G aims to generate data samples with the same normal distribution in order to fool the Discriminator so as to manipulate it to detect G(X) which is real data. Whereas, D tries to make a distinction between real images and data generated by G. These CNNs are adversarially trained with the following objective function (Above Equation 3).
During training, G tends to generate fake (anomalous) data for D, and D is trained to classify normal and abnormal image/video frames. D is a binary classifier. Eventually, D becomes capable of acting as a one-class classifier. G acts as an encoder-decoder as it recreates normal data instances. In recent researches, G not only recreates normal data frames but also used them for pre-processing in order to improve the performance of D as an end to end anomaly detector.
GAN-based solutions have achieved great performance but these suffer from problems such as expensive training, instability, etc making them impractical for real-world problems.
The problem of AD can be converted to a binary classification problem where GANs can be used to generate abnormal data instead of directly using it.

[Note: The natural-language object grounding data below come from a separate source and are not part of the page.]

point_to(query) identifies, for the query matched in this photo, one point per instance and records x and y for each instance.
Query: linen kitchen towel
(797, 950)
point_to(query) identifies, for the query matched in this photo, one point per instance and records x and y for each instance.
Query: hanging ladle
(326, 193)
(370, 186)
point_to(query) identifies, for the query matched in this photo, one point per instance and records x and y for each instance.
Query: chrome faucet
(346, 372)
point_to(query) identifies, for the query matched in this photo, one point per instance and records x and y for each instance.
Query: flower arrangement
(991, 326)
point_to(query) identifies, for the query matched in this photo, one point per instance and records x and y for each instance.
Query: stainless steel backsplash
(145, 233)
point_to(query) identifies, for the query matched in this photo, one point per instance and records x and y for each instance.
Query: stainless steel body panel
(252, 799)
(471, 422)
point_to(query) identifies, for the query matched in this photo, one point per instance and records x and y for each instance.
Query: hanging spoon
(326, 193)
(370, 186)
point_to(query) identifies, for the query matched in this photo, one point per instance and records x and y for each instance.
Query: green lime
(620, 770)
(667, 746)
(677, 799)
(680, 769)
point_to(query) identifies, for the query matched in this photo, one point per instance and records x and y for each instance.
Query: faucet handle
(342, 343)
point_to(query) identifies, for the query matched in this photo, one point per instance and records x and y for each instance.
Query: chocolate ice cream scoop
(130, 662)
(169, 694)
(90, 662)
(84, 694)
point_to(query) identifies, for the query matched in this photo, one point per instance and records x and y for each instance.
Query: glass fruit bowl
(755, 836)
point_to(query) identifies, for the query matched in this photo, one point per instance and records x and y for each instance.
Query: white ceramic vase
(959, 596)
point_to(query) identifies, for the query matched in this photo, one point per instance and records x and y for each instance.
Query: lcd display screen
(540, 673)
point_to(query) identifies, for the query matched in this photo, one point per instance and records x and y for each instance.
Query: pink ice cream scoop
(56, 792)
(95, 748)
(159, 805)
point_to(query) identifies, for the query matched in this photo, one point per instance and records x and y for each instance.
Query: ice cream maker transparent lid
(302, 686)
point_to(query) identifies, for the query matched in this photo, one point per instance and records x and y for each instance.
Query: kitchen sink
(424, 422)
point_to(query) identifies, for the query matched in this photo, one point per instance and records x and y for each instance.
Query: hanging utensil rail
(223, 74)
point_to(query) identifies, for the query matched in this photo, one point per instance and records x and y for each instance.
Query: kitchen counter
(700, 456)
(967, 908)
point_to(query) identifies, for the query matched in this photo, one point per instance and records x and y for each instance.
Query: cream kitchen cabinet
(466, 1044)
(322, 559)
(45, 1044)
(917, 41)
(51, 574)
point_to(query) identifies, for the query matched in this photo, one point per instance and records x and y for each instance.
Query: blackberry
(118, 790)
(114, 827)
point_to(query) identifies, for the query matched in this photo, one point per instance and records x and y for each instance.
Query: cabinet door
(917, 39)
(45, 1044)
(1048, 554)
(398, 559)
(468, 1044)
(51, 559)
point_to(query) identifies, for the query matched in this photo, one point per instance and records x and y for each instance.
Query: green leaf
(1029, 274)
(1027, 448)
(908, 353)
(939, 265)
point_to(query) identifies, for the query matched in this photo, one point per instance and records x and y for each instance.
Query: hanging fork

The idea was presented by Masoud Pourreza, The aim of this work is to train Wasserstein GAN on normal instances and exploit G before complete convergence. G generate Irregular data along with normal data from a training set that can be used for AD tasks.
Datasets Used For Image/Video Anomaly Detection:
The most popular and widely used Image and video datasets for AD are-
Image Datasets: MNIST dataset (28 X 28) grayscale images of handwritten digits from 0–9 (10 classes). CIFAR-10 and CIFAR-100 consist of images (32 X 32) with 10 and 100 classes. Caltech-256 included 30,607 images with 256 object categories. Each category contains at least 80 images.
Video Datasets-UMN (an anomaly in crowd data during panic) contains normal (people wandering around) and abnormal events (running). UCSD Pedestrian 1 and Pedestrian 2 datasets contain images with 158 X234 and 240X360. Normal objects are pedestrians and cars, bicycles and skateboarders are anomalies. Other datasets includes-CUHK Avenue containing 47 abnormalities and the UCF-Crime dataset.
Challenges & Future Directions:
Some noteworthy facts which have been ignored in Image/video AD includes-
- False-positive rate: There are solutions to AD tasks with great accuracy in detecting outliers but they come with very high false-positive rates. Ideally, the solution must have accuracy with low false-positive rates.
- Fairness: Skewed datasets, limited features are responsible for unfairness in AD. This is primarily due to the insufficient availability of anomalous data.
- Safety: A minor manipulation to input sample confuses DNN in a way that misclassifies the input data. Thus, DNNs are prone to adversarial attacks.
- Realistic Datasets: Datasets used for AD tasks are far from realistic situations.
- Early Detection: Proposed Solutions correctly detect anomaly which is either over or near to end. Late Detection of an anomaly in the case of videos is unacceptable. So, early detection of such events is highly critical. A well-timed alarm can be beneficial in minimizing or preventing loss caused by anomalous events occurrences.